La cour s'est appuyée sur les traités d'avant-guerre interdisant les guerres d'agression et a rejeté l'objection concernant le caractère rétroactif des poursuites pénales. Tentant de rester dans les limites des concepts juridiques d'avant-guerre, le tribunal a limité l'examen des crimes contre l'humanité à ceux commis dans le cadre d'une guerre d'agression et exclus des actes d'accusation commis avant l'invasion de la Pologne. Les objections de la défense ont souvent été rejetées au moyen d'arguments juridiques faibles, mais le tribunal a clairement indiqué que les procès créaient un nouveau type d'ordre mondial d'après-guerre fondé sur l'état de droit.

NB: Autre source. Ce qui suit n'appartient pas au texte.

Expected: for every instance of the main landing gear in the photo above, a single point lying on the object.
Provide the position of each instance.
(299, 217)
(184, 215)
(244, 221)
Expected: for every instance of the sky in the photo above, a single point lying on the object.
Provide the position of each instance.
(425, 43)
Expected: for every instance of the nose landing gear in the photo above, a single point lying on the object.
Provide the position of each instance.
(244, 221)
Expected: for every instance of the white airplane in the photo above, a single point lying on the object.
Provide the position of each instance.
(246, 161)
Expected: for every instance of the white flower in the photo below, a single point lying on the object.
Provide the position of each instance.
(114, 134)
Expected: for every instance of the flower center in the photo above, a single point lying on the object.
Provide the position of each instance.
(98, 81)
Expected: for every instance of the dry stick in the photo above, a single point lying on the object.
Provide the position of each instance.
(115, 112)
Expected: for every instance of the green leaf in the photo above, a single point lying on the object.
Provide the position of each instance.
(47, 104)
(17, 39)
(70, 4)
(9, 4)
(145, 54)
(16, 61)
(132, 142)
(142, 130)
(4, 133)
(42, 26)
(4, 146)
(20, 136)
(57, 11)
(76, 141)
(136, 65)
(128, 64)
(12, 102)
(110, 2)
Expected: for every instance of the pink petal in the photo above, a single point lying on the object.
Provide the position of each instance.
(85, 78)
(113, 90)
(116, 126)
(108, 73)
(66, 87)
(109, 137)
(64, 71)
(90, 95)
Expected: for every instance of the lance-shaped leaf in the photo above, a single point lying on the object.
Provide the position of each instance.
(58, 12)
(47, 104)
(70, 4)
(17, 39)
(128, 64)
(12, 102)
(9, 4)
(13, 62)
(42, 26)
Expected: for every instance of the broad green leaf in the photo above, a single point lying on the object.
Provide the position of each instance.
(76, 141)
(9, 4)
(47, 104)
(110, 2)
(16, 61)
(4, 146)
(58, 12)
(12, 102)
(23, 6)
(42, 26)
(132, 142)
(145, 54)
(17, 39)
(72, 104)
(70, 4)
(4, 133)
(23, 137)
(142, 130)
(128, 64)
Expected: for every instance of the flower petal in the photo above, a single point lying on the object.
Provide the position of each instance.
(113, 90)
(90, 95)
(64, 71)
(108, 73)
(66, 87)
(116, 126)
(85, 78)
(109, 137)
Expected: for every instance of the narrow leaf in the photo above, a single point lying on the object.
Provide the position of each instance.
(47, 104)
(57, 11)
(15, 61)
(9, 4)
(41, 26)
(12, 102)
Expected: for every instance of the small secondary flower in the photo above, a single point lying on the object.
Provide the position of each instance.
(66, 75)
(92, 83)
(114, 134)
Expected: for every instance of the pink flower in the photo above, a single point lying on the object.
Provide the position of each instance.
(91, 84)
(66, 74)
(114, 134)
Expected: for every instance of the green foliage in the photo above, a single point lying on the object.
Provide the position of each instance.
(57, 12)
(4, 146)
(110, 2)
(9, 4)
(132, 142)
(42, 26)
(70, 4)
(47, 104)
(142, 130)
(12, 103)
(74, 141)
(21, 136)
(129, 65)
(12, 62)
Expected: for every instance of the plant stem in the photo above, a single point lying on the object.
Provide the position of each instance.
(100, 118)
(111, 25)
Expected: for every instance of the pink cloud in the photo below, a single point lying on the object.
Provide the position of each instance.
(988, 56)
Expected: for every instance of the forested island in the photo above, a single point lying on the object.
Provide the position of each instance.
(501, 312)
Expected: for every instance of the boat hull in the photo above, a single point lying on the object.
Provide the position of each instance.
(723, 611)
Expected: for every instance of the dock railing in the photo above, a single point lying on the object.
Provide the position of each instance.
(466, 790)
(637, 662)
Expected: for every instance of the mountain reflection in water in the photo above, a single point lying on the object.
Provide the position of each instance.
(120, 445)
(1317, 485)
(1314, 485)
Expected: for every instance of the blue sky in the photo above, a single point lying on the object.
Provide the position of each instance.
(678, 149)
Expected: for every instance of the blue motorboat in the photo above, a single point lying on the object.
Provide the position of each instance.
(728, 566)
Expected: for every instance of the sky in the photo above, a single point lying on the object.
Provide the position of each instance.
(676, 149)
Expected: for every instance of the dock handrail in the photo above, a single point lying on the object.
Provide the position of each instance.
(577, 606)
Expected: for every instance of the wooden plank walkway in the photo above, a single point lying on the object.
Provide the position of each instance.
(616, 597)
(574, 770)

Les procès se terminèrent le 30 septembre 1946. Douze accusés, dont Goering et Ribbentropp, furent condamnés à mort. Hess a été condamné à la réclusion à perpétuité, six accusés à diverses peines de prison et trois ont été acquittés. Les condamnés à mort ont été pendus le 16 octobre 1946. À ce moment-là, Goering s'était suicidé par un poison introduit en contrebande dans sa cellule.
Les procès de Nuremberg ont marqué un tournant dans le droit international. Le tribunal a revitalisé l'ancienne théorie de la loi naturelle, abandonnée sous la domination positiviste du XXe siècle. Selon cette théorie, certains actes sont interdits par une loi universelle supérieure à la loi de l'État. Ceux qui les commettent ne peuvent être excusés en invoquant les lois de leur système juridique interne. La révolution des droits de l'homme de la seconde moitié du XXe siècle doit une grande partie de sa force morale aux arguments avancés à Nuremberg. En inaugurant la responsabilité pénale individuelle des dirigeants politiques, les procès ont ouvert la voie juridique à l'affaiblissement de la souveraineté de l'État en cas de violations graves des droits de l'homme et à la création d'une compétence universelle pour traiter de tels crimes. La Cour pénale internationale qui est entrée en vigueur en 2002 est la descendante directe des procès de Nuremberg. L'expérience ultérieure indique que la loi et la responsabilité pénale ne peuvent à elles seules empêcher les atrocités. Mais l'aspiration est honorable et le concept de crimes contre l'humanité a créé une norme universelle qu'aucun gouvernement ou homme politique ne devrait pouvoir violer en toute impunité.